For the sake of posterity, Rask does eventually marry — an equally self-contained woman named Helen. Throughout the Roaring ‘20s, Rask accrues wealth and Helen finds her place as a patron of the arts. Then, comes the Crash of 1929.

Because Rask profits from other speculators’ losses, rumors circulate that he rigged the Crash and he and Helen are ostracized.

The final chapters of this saga detail Helen’s ordeal as a patient at a psychiatric institute in Switzerland; her mania and her eczema, described as a “merciless red flat monster gnawing on her skin,” are reminiscent of the real life torments of Zelda Fitzgerald.

The opening section of “Trust” is so sharply realized that it’s disorienting to begin the novel’s next section, composed of notes on a story that sounds like the one we’ve just read. Then, Diaz lures the readers into once again suspending their disbelief when they reach the captivating third section of his novel, which mostly takes place during the Great Depression. There, a young woman from Brooklyn named Ida Partenza becomes the secretary — and ghostwriter — for a financial mogul named Andrew Bevel.

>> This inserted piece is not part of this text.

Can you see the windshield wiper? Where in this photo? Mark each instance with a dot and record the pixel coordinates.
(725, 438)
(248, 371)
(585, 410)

Bevel’s life is the source for that best-selling novel, “Bonds,” and he’s so infuriated by that novel, he’s had all copies removed from the New York public library system. Bevel hires Ida to help him write a memoir that will set the record straight. The fourth and final section of “Trust” is wired with booby traps, blowing the whole artifice up before our wide-open eyes.

“Trust” is an ingeniously constructed historical novel with a postmodern point. Throughout, Diaz makes a connection between the realms of fiction and finance.

The book won in the fiction category of Pulitzer Prizes last year.